Free urgent dental clinic to open in Plymouth

Anna Varle
BBC South West health correspondent
BBC The front of the shop with a blue front with the Peninsula Dental and University of Plymouth signsBBC
A mock up picture of what the city centre practice will look like

A clinic is set to open in Plymouth where dental students will treat patients in urgent need of care.

Final-year students from the University of Plymouth's Peninsula Dental School will work alongside specialists to provide care to patients who do not have an NHS dentist.

Bosses said there would be on the day appointments for people who experienced pain, infection and trauma.

Prof Robert Witton, chief executive of Peninsula Dental Social Enterprise and professor of community dentistry at the university, said there were "large numbers of people waiting to access dental care in Plymouth and the surrounding area" and the clinic "will go some way to addressing some of that need".

A building with two floors with a mural of the Plymouth skyline on the wall
The clinic is due to open for appointments by December

Peninsula Dental Social Enterprise - a subsidiary of the University of Plymouth - has taken a 20-year lease on Plymouth City Council's former First Stop Shop in New George Street.

Subject to planning permission being granted, bosses said it would be revamped into a £5m state-of-the-art practice.

Prof Ewen McColl, head of the Peninsula Dental School at the university, said: "It will be like a practice on the High Street."

Dental students dressed in blue tunics practicing in a large room on phantom heads
Second-year students at Peninsula Dental School in Plymouth

He said: "The practice will allow our students to work in a more realistic High Street environment, preparing them for the workplace.

"It will be more like a typical dental practice, with individual surgeries when compared to our larger dental education facilities, so it will improve education of our students, while serving our community.

"This will allow the students to provide urgent care which is increasingly becoming more and more a part of dental therapy."

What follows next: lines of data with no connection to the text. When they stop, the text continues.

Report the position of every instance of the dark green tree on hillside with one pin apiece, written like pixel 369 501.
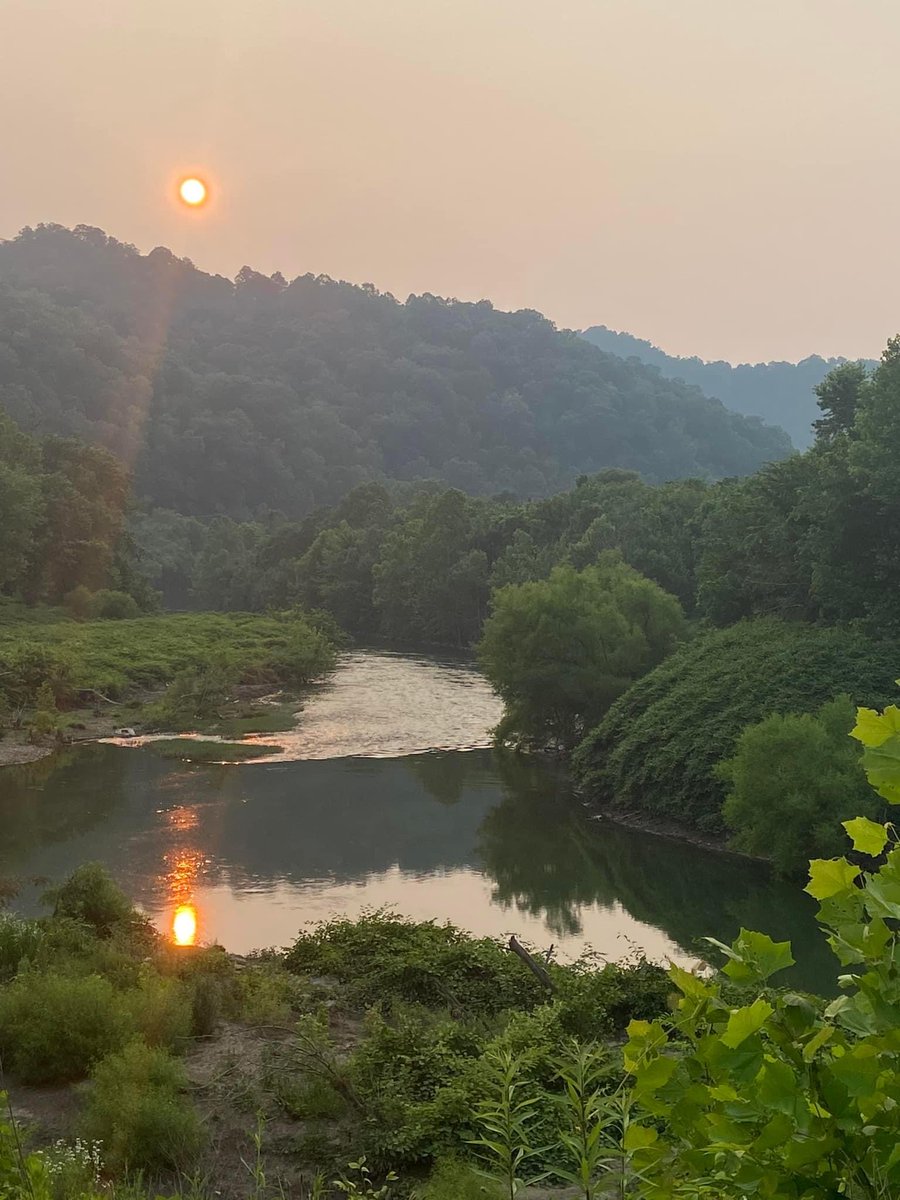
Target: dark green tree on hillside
pixel 561 651
pixel 791 783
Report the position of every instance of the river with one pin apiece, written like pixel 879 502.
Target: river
pixel 385 795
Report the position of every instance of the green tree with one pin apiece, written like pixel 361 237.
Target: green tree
pixel 778 1095
pixel 792 780
pixel 562 649
pixel 658 747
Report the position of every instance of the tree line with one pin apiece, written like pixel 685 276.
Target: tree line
pixel 780 393
pixel 256 395
pixel 63 508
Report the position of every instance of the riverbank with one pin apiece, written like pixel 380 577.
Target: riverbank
pixel 371 1037
pixel 65 682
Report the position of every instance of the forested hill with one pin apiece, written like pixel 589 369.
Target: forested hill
pixel 779 393
pixel 241 396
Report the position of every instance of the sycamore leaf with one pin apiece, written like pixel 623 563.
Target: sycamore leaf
pixel 688 983
pixel 831 877
pixel 868 837
pixel 754 957
pixel 654 1074
pixel 873 729
pixel 745 1021
pixel 640 1137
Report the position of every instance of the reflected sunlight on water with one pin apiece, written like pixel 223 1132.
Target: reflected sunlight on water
pixel 184 925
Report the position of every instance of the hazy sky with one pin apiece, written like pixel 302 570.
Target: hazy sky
pixel 721 177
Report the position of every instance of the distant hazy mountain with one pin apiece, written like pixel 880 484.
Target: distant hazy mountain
pixel 239 396
pixel 779 393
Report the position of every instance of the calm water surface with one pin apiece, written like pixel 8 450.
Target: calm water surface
pixel 385 795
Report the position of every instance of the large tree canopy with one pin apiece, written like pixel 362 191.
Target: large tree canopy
pixel 562 649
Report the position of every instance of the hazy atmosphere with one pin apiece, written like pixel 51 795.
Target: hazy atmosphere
pixel 449 600
pixel 719 178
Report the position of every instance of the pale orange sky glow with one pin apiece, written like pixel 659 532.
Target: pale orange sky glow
pixel 717 175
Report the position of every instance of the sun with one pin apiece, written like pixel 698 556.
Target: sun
pixel 193 192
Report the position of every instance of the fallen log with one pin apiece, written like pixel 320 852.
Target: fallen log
pixel 533 965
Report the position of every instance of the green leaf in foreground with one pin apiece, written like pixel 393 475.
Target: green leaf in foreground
pixel 831 877
pixel 745 1021
pixel 868 837
pixel 754 957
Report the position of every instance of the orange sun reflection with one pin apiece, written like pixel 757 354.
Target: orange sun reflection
pixel 184 925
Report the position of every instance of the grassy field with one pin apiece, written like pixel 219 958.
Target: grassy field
pixel 117 657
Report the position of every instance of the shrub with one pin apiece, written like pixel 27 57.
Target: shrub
pixel 137 1109
pixel 659 745
pixel 19 940
pixel 382 957
pixel 90 895
pixel 27 665
pixel 161 1011
pixel 54 1027
pixel 78 603
pixel 412 1077
pixel 111 605
pixel 599 1003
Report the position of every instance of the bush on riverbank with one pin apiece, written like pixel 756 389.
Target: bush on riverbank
pixel 369 1037
pixel 658 748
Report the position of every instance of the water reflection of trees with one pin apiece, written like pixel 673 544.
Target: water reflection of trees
pixel 550 858
pixel 57 798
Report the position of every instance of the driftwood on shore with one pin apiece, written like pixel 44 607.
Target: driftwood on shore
pixel 533 965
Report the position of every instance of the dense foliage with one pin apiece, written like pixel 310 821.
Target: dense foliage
pixel 561 651
pixel 235 397
pixel 780 1097
pixel 780 393
pixel 421 565
pixel 658 748
pixel 792 780
pixel 371 1043
pixel 61 523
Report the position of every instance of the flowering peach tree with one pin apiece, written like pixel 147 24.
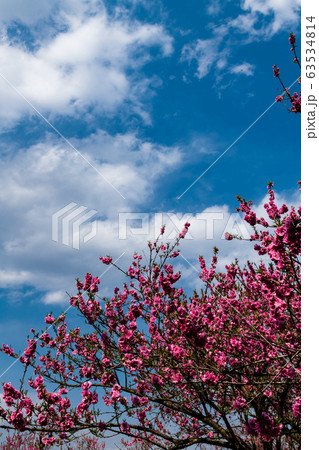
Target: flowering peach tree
pixel 295 98
pixel 220 367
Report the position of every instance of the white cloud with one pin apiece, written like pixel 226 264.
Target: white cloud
pixel 285 12
pixel 259 19
pixel 84 65
pixel 244 68
pixel 55 298
pixel 206 52
pixel 12 277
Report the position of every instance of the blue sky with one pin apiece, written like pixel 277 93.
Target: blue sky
pixel 150 93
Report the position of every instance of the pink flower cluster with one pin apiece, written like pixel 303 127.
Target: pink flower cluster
pixel 167 367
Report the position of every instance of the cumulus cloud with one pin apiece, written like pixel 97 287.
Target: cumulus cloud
pixel 282 12
pixel 259 19
pixel 244 68
pixel 91 62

Woman with a model head and dental equipment. She is wearing a blue T-shirt and she has goggle and black hair. Lots of medical equipment is behind her
Phoebe Kinsella, second-year dental student, said it was nerve-wracking and exciting

Phoebe Kinsella, who is a second-year student, said: "As much as it is nerve-wracking, it's also so exciting. It's what we got into this profession for."

Rohan Patel, who is also a second-year student at the university, said: "Since year one, we are in clinics.

"Patients are in safe hands.

"If we weren't able to do it, the supervisors would not let us."

The clinic is due to open for appointments by December.